Why We Students Are Marching on 9 November

We are marching because we want power over our own lives and not be subject to lives of debt. We want an education premised on human flourishing and not one dictated by corporate interests and 'employability skills'.

Why are we marching, school and university students together, this Wednesday from University of London Union to Europe's financial heart the City of London?

We are marching in opposition to the government's proposed higher education white paper, a document whose proposals must be opposed by all who favour a system of higher education founded on the principle of need and not moneyed privilege.

The white paper, released this summer, represents as insidious a challenge to British universities, and with it the life chances of millions, as the debacle that was last year's Higher Education Act which passed in utter ignomy on 9 December through the House of Commons. It was the passing of this legislation that brought a near-breakdown within the governing coalition of the Conservatives and the Liberal Democrats, slashing the governing majority by some two-thirds, the Liberal Democrats displaying their now regular insipidity by merely abstaining rather than voting against what they knew to be an abhorrent and undemocratic piece of legislation.

All of this occurred while 35,000 schoolchildren and university students, not even mobilised by their union (the NUS), once more took to the streets of London. From as far afield as Belfast and Glasgow they endured the batons and horse charges of the London Metropolitan Police and articulated their anger at a government with no mandate, and a set of reforms without reason or sense of fairness. The bravest and most thoughtful among us that day were outside the gates of Westminster and not confined within them.

But in truth, to ask why British students are marching this Wednesday against an increasingly-marketised higher education system is to ask the same as why University of Athens students occupied the Faculty of Economics in 2008 and scrawled upon it 'We are an Image of the Future'.

It is to ask why plazas across Spain were occupied last May by millions who spoke of 'Real Democracy', who lived among each other and every day re-imagined their politics afresh. It is to ask why the J14 movement in Israel, a country with a population of 8 million has seen mass marches of as many as half a million.

To ask why we march is to ask why 951 cities across 80 countries worldwide saw demonstrations on 15 October. It is to ask why in New York, Oakland, Sydney, London and scores of other cities and towns across the world people are occupying and re-appropriating space for public use, redefining our relations with each other and the state. It is to ask why pitched battles between the Greek people and riot police in Syntagma Square are now nearly as regular an occurrence as AEK Athens home football matches played a few kilometres away from Greece's beating political heart.

We are marching because this is not our crisis, and it is not of our making. We are marching because a debt-centred model of higher education funding is destined to fail - already there are the first hints off America's next sub-prime crisis - student debt.

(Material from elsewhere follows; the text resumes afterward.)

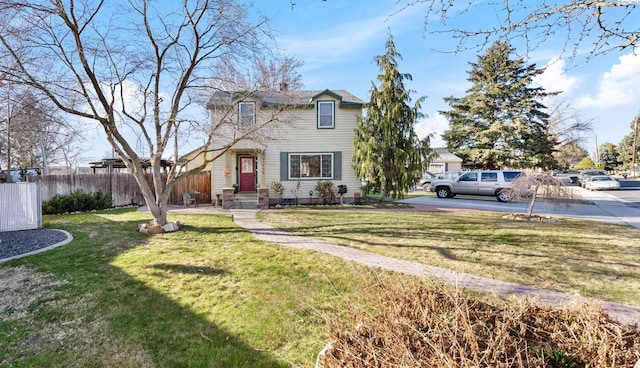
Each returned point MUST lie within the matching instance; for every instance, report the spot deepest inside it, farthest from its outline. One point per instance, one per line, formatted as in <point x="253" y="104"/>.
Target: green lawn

We are marching because we want power over our own lives and not be subject to lives of debt. We want an education premised on human flourishing and not one dictated by corporate interests and 'employability skills'.

We are marching because we have been inspired by others around the world, and yes, also our own surprising, beautiful and vibrant movement of the last year. We have been inspired to believe another education is possible, one built not on debt, but the dignity of learning and common purpose.